In the following text book (p.47): Optimal Control (Lewis 2nd edition)
There is a theorem: (Zero input case)
If $A$ is stable, and $(A,\sqrt Q )$ is observable, then $S_\infty= \sum_{i=0}^\infty(A^T)^iQA^i >0$ is the unique solution to the algebraic Lyapunov equation: $S = A^TSA+Q$.My question is:
- Why is $S_\infty >0$ unique?
- Which condition causes $S_\infty >0$ unique?
I try to come up with an example, but I can not find one to explain this.
Best Answer
With respect to uniqueness: Consider the $vec(\cdot)$ operator that stacks the columns of a matrix into one long vector and define $\otimes$ for the Kronecker product of two matrices. If we apply the $vec(\cdot)$ operator to the Lyapunov equation we have $$vec\left(S\right)-vec\left(A^TSA\right)=vec(Q)$$ Equivalently we have $$[\mathbb{I}-(A^T\otimes A^T)]vec\left(S\right)=vec(Q)$$ and a unique solution exists iff the matrix $\mathbb{I}-(A^T\otimes A^T)$ is invertible.

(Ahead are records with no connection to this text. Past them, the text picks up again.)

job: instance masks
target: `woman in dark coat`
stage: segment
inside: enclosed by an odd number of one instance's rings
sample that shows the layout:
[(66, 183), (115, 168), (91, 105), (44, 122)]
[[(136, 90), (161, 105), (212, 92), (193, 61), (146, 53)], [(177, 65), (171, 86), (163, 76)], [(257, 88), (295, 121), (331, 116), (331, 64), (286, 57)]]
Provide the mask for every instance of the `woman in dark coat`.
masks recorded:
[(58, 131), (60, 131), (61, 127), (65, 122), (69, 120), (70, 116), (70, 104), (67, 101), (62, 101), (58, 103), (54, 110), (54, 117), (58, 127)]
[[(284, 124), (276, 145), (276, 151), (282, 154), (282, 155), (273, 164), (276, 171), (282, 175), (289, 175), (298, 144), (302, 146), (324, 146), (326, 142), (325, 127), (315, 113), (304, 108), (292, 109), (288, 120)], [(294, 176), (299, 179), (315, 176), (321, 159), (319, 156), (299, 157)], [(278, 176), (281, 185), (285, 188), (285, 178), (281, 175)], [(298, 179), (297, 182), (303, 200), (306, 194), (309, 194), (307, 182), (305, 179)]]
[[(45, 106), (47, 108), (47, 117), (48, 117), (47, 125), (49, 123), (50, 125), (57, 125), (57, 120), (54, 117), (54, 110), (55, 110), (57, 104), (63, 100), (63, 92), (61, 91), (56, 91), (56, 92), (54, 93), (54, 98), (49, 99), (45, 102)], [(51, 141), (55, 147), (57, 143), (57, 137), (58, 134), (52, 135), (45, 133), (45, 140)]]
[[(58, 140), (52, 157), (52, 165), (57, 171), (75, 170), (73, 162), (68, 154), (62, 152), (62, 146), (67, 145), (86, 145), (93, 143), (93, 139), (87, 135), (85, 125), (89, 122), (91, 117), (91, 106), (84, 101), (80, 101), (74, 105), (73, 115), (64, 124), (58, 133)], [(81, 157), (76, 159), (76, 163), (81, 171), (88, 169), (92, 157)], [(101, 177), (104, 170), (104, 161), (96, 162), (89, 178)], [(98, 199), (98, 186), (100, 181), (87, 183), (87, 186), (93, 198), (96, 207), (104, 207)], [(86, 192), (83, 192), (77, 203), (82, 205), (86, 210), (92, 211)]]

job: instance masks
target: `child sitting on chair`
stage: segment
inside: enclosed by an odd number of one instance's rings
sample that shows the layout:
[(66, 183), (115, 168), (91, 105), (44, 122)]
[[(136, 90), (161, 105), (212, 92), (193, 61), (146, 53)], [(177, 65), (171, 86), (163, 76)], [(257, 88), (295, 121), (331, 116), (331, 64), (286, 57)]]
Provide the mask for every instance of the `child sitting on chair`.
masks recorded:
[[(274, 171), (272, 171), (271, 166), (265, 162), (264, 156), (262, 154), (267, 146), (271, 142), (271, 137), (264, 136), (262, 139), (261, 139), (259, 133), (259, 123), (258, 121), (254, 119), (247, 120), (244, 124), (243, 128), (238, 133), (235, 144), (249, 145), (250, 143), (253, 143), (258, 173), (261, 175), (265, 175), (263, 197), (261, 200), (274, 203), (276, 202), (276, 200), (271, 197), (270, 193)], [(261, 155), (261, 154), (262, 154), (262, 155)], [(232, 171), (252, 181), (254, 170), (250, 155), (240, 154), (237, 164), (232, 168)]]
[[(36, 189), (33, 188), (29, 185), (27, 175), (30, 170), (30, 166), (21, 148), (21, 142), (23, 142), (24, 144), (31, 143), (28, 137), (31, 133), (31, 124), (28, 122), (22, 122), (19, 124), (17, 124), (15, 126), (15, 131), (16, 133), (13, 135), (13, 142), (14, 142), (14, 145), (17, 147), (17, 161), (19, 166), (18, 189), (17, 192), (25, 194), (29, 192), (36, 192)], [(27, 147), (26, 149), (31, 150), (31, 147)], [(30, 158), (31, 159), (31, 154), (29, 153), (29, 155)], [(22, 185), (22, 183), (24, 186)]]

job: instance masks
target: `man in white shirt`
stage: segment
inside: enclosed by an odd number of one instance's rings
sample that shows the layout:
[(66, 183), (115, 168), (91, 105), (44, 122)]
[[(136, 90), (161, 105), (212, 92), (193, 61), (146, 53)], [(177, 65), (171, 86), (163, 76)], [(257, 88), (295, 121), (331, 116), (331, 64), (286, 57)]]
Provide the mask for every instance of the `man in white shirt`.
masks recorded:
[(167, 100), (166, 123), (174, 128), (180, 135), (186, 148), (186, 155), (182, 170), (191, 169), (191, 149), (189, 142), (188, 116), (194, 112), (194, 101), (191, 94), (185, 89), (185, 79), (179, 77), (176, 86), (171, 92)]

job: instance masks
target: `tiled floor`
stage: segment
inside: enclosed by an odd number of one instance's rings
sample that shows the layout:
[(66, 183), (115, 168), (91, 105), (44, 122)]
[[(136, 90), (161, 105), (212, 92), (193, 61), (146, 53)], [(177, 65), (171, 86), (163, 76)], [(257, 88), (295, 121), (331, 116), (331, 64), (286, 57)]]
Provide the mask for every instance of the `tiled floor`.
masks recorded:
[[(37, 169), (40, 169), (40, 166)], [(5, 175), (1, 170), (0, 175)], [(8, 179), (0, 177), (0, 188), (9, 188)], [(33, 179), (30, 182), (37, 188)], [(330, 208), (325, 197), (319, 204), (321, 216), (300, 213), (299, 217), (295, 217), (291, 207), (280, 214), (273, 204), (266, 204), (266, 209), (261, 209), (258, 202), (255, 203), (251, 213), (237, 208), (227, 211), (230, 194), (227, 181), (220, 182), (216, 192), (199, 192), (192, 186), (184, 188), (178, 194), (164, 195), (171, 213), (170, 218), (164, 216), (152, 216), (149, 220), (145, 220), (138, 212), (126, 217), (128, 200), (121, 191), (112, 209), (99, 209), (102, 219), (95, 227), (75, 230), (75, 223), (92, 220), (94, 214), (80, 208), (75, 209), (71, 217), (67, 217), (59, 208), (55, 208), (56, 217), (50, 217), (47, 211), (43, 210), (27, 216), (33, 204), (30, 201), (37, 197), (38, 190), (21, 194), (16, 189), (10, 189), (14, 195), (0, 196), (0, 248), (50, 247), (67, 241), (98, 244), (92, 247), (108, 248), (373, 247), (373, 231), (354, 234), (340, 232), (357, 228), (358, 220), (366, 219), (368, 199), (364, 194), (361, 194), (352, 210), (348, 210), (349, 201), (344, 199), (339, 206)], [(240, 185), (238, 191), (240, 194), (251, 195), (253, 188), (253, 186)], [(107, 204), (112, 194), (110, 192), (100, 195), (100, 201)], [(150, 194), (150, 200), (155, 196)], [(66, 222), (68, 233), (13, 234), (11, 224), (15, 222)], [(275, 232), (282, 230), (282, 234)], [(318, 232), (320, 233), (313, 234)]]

Matrix $A^T\otimes A^T$ has $n^2$ eigenvalues $\lambda_i\lambda_j$ ($1\leq i,j\leq n$) and therefore the eigenvalues of $\mathbb{I}-(A^T\otimes A^T)$ are $1-\lambda_i\lambda_j$. So a necessary and sufficient condition for uniqueness is $$\lambda_i\lambda_j\neq 1\qquad \forall i,j=1,\cdots,n$$ A sufficient condition for uniqueness is therefore the stability of $A$ ($|\lambda_i|<1$).
Also if $A$ stable then the above series $S_{\infty}$ converges and one can directly verify by substitution that this is a solution (unique) of the Lyapunov equation.